La présence du journaliste s’était révélée indispensable. Aller quelque part en taxi est une chose mais se rendre au même endroit par le fleuve et dans l’obscurité en était une autre, bien différente. Surtout pour des étrangers.
– À partir de Tower Bridge et dès que l’on atteint les Docks, les rives se ressemblent toutes. Même si tu as bien repéré la maison, on n’y arrivera jamais sans le secours d’un indigène.
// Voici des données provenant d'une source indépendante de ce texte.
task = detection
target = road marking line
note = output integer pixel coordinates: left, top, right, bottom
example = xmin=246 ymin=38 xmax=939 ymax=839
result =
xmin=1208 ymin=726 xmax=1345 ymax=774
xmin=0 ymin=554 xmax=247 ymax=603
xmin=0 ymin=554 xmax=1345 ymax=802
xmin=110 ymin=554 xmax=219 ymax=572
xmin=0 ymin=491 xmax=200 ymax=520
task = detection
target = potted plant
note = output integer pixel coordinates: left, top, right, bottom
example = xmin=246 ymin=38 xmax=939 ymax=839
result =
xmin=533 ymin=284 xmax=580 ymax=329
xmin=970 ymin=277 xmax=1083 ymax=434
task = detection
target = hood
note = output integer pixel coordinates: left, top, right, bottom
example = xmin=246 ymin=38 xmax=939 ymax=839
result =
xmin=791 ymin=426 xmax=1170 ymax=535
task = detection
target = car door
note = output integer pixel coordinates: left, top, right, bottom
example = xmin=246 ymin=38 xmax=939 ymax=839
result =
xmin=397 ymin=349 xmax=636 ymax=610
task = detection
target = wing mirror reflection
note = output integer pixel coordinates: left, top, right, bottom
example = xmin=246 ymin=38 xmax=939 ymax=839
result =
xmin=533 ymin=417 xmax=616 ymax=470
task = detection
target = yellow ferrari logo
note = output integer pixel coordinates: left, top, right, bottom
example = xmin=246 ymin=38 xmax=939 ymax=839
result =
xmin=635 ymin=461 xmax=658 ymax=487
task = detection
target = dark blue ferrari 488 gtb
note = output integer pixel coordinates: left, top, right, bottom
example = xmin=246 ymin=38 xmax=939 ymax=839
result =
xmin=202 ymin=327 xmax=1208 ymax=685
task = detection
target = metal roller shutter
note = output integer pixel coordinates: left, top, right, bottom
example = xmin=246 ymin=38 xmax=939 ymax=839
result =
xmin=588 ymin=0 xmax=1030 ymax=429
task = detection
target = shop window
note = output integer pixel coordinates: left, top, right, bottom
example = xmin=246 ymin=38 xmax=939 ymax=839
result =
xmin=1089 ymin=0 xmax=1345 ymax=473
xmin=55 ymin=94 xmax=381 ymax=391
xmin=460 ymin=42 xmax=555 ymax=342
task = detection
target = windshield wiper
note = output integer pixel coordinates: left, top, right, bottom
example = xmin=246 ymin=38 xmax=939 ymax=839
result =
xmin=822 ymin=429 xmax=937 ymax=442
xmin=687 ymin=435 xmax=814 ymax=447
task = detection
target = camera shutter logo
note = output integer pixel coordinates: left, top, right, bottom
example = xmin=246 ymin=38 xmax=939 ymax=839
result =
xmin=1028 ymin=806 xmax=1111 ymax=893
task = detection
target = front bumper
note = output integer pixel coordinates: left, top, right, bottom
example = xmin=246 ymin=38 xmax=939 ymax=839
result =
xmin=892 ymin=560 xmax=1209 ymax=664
Déjà, de jour, ce ne serait pas facile mais aux environs de minuit...
Aldo ayant convenu que c’était la sagesse, on se disposait à téléphoner au quartier général du journaliste quand il s’était présenté de lui-même pour se mettre à la disposition de nouvelles relations aussi généreuses qu’efficaces. La pensée lui était venue que, s’il voulait poursuivre son enquête sur le diamant envolé dans les quartiers mal famés, il valait mieux profiter de la présence providentielle de ces deux hommes qui semblaient n’avoir peur de rien. Aussi était-il venu, l’oreille un peu basse mais dégoulinant de bonne volonté, proposer sa profonde connaissance de la ville en jurant ses grands dieux qu’on ne devait plus jamais « avoir peur de sa peur ».
Ainsi rentré en grâce, il avait fait preuve d’une bonne volonté touchante en dénichant une petite allège à fond plat que l’on alla prendre au Dock Sainte-Catherine, proche voisin de la Tour de Londres, où accostaient les grands navires chargés de thé, d’indigo, de parfums, de bois précieux, de houblon, d’écaille, de nacre et de marbre. C’était sans doute le dock le plus sympathique de la
Tamise et il était possible d’y louer un bateau sans risquer de se faire dévaliser. Depuis, on ramait sans trop de difficultés : la marée, étale, n’allait pas tarder à descendre et les aiderait.
– Qu’est-ce qu’on va chercher ? grogna Adalbert tout en tirant sur ses avirons. Tu as envie de visiter un tripot clandestin ou de t’assurer qu’il y a là une fumerie d’opium ?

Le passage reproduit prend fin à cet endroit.